Now, a Spark dataframe 'nyvDF' will be created using SQL that will contain the restaurant name (FACILITY), latitude, longitude and violations.  Note that the latitude and longitude are combined in the final column (Location1) of the retrieved data.  They will be extracted separately using regular expressions in the SQL.  The results are ordered by number of violations in descending order and the top 10 are displayed.

In [11]:
sqlContext = spark.builder.getOrCreate()
query = """
select 
    FACILITY, 
    trim(regexp_extract(location1, '(\\\()(.*),(.*)(\\\))',2)) as lat, 
    trim(regexp_extract(location1, '(\\\()(.*),(.*)(\\\))',3)) as lon,
    cast(`TOTAL # CRITICAL VIOLATIONS` as int) as Violations
from nyrDF 
order by Violations desc
limit 1000
"""

nyvDF = sqlContext.sql(query)
nyvDF.show(10)

+--------------------+---------+----------+----------+
|            FACILITY|      lat|       lon|Violations|
+--------------------+---------+----------+----------+
|LANSMANS CAFE    ...| 41.76024|   -74.598|        23|
|BRUEGGER'S BAGEL ...|43.086952| -77.63698|        17|
|HOLIDAY MOUNTAIN ...| 41.61992| -74.63633|        14|
|CARL R'S CAFE    ...|43.297719|-73.677516|        14|
|LOBSTER POT RESTA...|43.421017| -73.71429|        10|
|CAMP KINGSLEY - C...|43.399153|-75.532777|        10|
|CAPTAIN JACKS GOO...|43.269988|-76.980102|         9|
|BRICKHOUSE PIZZA ...|42.856533|-73.783211|         8|
|EL DORADO WEST   ...| 41.06001| -73.86167|         8|
|EMPIRE PIZZA     ...| 43.30909|-73.644628|         8|
+--------------------+---------+----------+----------+
only showing top 10 rows



Brunel visualization will be used to map the latitude and longitude to a New York state map.  Colors represent the number of violations as noted in the key.

In [12]:
import brunel
nyvPan = nyvDF.toPandas()
%brunel map ('NY') + data('nyvPan') x(lon) y(lat) color(Violations) tooltip(FACILITY)
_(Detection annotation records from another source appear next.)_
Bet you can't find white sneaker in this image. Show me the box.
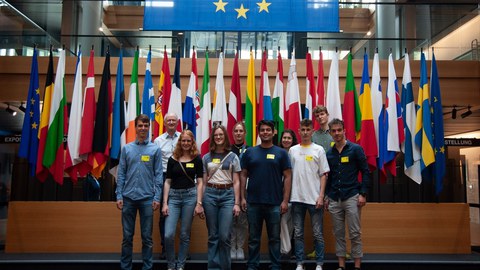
[237,248,245,260]
[230,248,237,260]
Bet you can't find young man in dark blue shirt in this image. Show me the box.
[326,119,370,270]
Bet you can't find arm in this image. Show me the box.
[280,168,292,214]
[233,172,241,217]
[239,169,248,211]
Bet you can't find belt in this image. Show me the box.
[207,182,233,189]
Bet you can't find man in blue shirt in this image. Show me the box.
[240,120,292,270]
[116,114,163,269]
[325,119,370,270]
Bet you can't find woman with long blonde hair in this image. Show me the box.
[162,130,204,270]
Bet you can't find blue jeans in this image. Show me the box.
[165,187,197,269]
[247,203,281,270]
[203,187,235,270]
[292,202,325,265]
[120,198,153,269]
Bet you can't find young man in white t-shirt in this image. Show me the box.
[289,119,330,270]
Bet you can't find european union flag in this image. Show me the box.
[18,49,40,176]
[143,0,339,32]
[430,52,445,195]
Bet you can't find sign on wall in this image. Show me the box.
[143,0,339,32]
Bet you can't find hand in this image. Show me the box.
[152,201,160,211]
[193,203,205,219]
[280,202,288,214]
[162,203,169,216]
[233,204,241,217]
[357,195,367,207]
[117,200,123,210]
[241,199,247,212]
[315,195,325,209]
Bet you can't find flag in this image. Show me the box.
[183,51,200,137]
[152,50,172,139]
[430,52,446,195]
[272,52,285,144]
[314,51,325,130]
[92,51,112,178]
[415,52,435,173]
[285,51,302,142]
[212,52,228,126]
[77,50,96,176]
[227,52,243,143]
[384,53,405,176]
[197,51,212,156]
[110,50,125,161]
[343,53,362,142]
[245,51,257,146]
[43,50,67,184]
[35,48,54,182]
[168,51,183,132]
[325,52,343,120]
[358,53,378,171]
[126,49,140,143]
[371,53,383,158]
[18,48,40,176]
[257,51,273,121]
[303,52,317,120]
[142,50,155,138]
[402,54,422,184]
[65,48,83,183]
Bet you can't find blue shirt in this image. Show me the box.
[116,140,163,202]
[325,141,370,201]
[241,145,292,205]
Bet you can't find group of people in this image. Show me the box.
[116,106,370,270]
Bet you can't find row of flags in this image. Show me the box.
[19,49,445,193]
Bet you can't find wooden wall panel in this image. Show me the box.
[5,201,470,254]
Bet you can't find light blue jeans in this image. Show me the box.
[165,187,197,269]
[292,202,325,265]
[247,203,282,270]
[120,198,153,270]
[203,187,235,270]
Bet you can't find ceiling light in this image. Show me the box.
[460,106,472,118]
[452,106,457,119]
[5,105,17,116]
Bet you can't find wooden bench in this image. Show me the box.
[5,201,471,254]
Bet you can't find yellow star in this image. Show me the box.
[213,0,228,12]
[257,0,272,13]
[235,4,250,19]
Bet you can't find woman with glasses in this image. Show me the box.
[162,130,204,270]
[203,125,241,270]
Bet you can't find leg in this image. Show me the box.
[247,204,263,270]
[328,200,347,268]
[292,203,307,265]
[264,206,282,270]
[139,199,153,270]
[120,198,137,269]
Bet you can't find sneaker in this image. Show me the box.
[295,264,303,270]
[237,248,245,260]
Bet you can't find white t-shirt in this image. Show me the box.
[288,143,330,205]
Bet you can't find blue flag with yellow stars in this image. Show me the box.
[143,0,339,32]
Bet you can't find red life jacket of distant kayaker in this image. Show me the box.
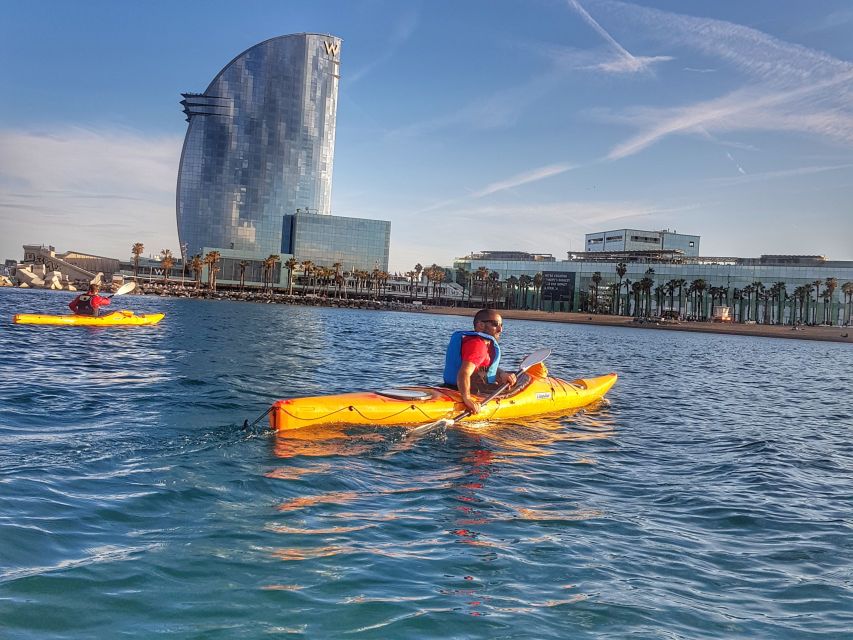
[68,291,110,316]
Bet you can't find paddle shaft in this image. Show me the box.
[104,282,136,298]
[409,349,551,435]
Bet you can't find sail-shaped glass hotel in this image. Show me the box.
[177,33,390,272]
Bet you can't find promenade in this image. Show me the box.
[423,306,853,344]
[130,283,853,344]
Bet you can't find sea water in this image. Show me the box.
[0,290,853,639]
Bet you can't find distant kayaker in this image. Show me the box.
[68,284,110,316]
[444,309,515,413]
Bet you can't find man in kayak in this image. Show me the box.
[444,309,515,414]
[68,284,110,316]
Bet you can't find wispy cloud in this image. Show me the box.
[567,0,673,73]
[416,163,575,214]
[591,0,853,160]
[388,70,563,139]
[471,164,575,198]
[726,151,746,176]
[344,9,420,86]
[708,163,853,185]
[0,127,181,257]
[393,200,700,265]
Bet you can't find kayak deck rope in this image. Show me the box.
[243,406,273,431]
[274,404,450,422]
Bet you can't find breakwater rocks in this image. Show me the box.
[134,283,428,311]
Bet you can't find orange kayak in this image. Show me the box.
[12,310,165,327]
[270,373,617,431]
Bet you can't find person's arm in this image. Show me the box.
[495,367,515,386]
[456,360,480,414]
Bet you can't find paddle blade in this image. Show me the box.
[518,349,551,373]
[113,282,136,296]
[406,418,456,437]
<IPython.core.display.Javascript object>

One of the many key strengths of Data Science Experience is the ability to easily search and quickly learn about various topics.  For example, to find articles, tutorials or notebooks on Brunel, click on the 'link' icon on the top right hand corner of this web page ('Find Resources in the Commuity').  A side palette will appear where you can enter 'Brunel' or other topics of interest.  Related articles, tutorials, notebooks, data cards will appear.

Pixiedust provides charting and visualization.  It is an open source Python library that works as an add-on to Jupyter notebooks to improve the user experience of working with data.  Please execute the next cell for a tabular view of the data.

In [14]:
from pixiedust.display import *
display(nyvDF)

If you hover over the lonely lighter colored dot in the middle of the New York State map, you can see that it is for 'CAMP KINGSLEY - CC'.  By starting to type the value 'camp' in the 'Search table' text field above, the record will be displayed.  Numerous visualization are available with support for maps in the future.  Please take a look at the histogram of this data for another insight.  In addition, the data can be downloaded as a file, or stashed to Cloudant or Object Storage.

In just a few notebook cells, data was ingested, manipulated, visualized and yielded insights.  Much more capability, including machine learning, could be leveraged with IBM Data Science Experience.  This is just the tip of the iceberg!